Когда ее муж Дадли сообщил нам о несчастье, мы отдыхали на побережье в Ипсвиче, в летнем доме. Все страшно перепугались, но Дадли нас успокоил: Доротея в больнице, за ней превосходный уход. У нее нет жара, и врачи говорят, что она полностью восстановится. На следующий день Доротея родила мертвую девочку. И она, и муж были убиты горем, но доктора продолжали уверять, что о здоровье самой роженицы беспокоиться нечего. Они утверждали это вплоть до ее смерти, случившейся спустя восемь дней после пожара. Мать поехала на похороны поездом, а мы, беспомощные и раздавленные, остались в Ипсвиче.
Помнится, мне казалось, что я не переживу этой утраты, мне не хотелось жить. Мать вернулась из Сент-Луиса вместе с Дадли и мальчиками. Из вагона они вышли с несчастными лицами — а чем я могла их утешить? У них нет мамы — эта мысль не шла у меня из головы.
Вскоре после похорон у берегов Ипсвича разыгрался сильный шторм, но мне удалось уговорить одного из юношей, живущих по соседству, покататься со мной в лодке. Волны заливали нос лодки, стекали по бортам и по нам. Я не умела плавать, однако мой гребец не подчинился, даже когда смотритель маяка отдал приказ повернуть к берегу. От низко плывущих облаков становилось жутко; воздух был пропитан соленой влагой. Мне казалось, что я утонула не один раз. И даже когда мы пристали к берегу, меня не покидало чувство, что я все еще в заливе и погружаюсь в водную стихию все глубже и глубже; это чувство не покидало меня все лето и осталось надолго.

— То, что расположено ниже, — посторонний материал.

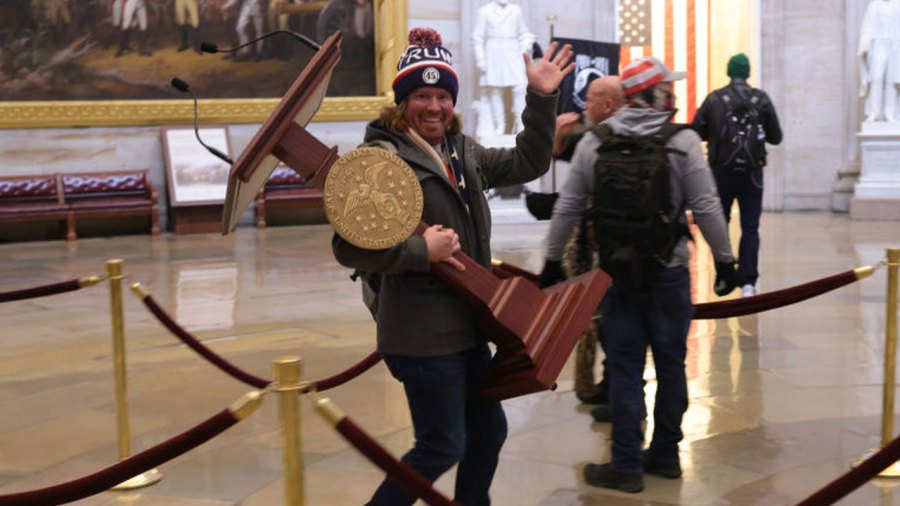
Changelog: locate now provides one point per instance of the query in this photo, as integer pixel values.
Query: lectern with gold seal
(373, 200)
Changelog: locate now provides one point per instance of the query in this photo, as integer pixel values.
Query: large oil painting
(89, 53)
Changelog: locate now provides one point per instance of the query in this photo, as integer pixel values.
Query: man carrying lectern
(427, 334)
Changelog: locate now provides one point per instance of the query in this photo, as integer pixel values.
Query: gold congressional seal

Как было решено, в сентябре я села на поезд и поехала в Брин-Мор, но оказалось, что ученицы там живут иначе, чем я предполагала. Девушки из моего спального корпуса проводили долгие часы в гостиной, попивая чай и горячий шоколад и болтая о контактных танцах и возможных победах. Я чувствовала себя чужой. В детстве меня считали хорошенькой — яркие рыжие волосы, красивые глаза, чистая кожа, но сейчас мне было безразлично, нравлюсь я юношам или нет. Так же я относилась к одежде и учебе. Я стала получать плохие оценки на экзаменах, что было удивительно: ведь, несмотря на чудовищное количество пропусков, я всегда хорошо училась в школе. Но тут мне не удавалось сосредоточиться или хотя бы проявить интерес.
На следующую осень я позволила Фонни и матери уговорить меня не ехать в колледж. Не могу сказать, что дома было лучше. И здесь не нашлось места, где можно было укрыться от мрачных мыслей. Я не могла спать, а когда все же засыпала, то погружалась в кошмары, в которых видела отца и Доротею и становилась свидетельницей последних страшных минут их жизни. Просыпаясь в панике, я не сомневалась, что меня ждет череда еще более безрадостных дней и ночей. И если, как уже было сказано, я пребывала в своеобразной коме еще восемь долгих лет, то можно понять, какая жажда жизни меня охватила как раз в то время, когда матери оставалось недолго жить.
Маму давно мучил хронический нефрит, а летом 1920 года болезнь резко обострилась. Июль и август выдались особенно жаркими, но я почти не покидала второй этаж, а если и спускалась вниз, маму это страшно беспокоило.
— Элизабет? Это ты? — слышался ее слабый голос, стоило мне ступить на лестницу. Непонятно, почему она после долгих лет вдруг вспомнила мое настоящее имя, но тогда многие ее поступки ставили меня в тупик. Она уже не была похожа на ту несгибаемую женщину с тяжелым характером, которая могла уничтожить меня одним словом. Теперь она стала слабой и беспокойной и, услышав, как я торопливо поднимаюсь, опять окликала: — Элизабет?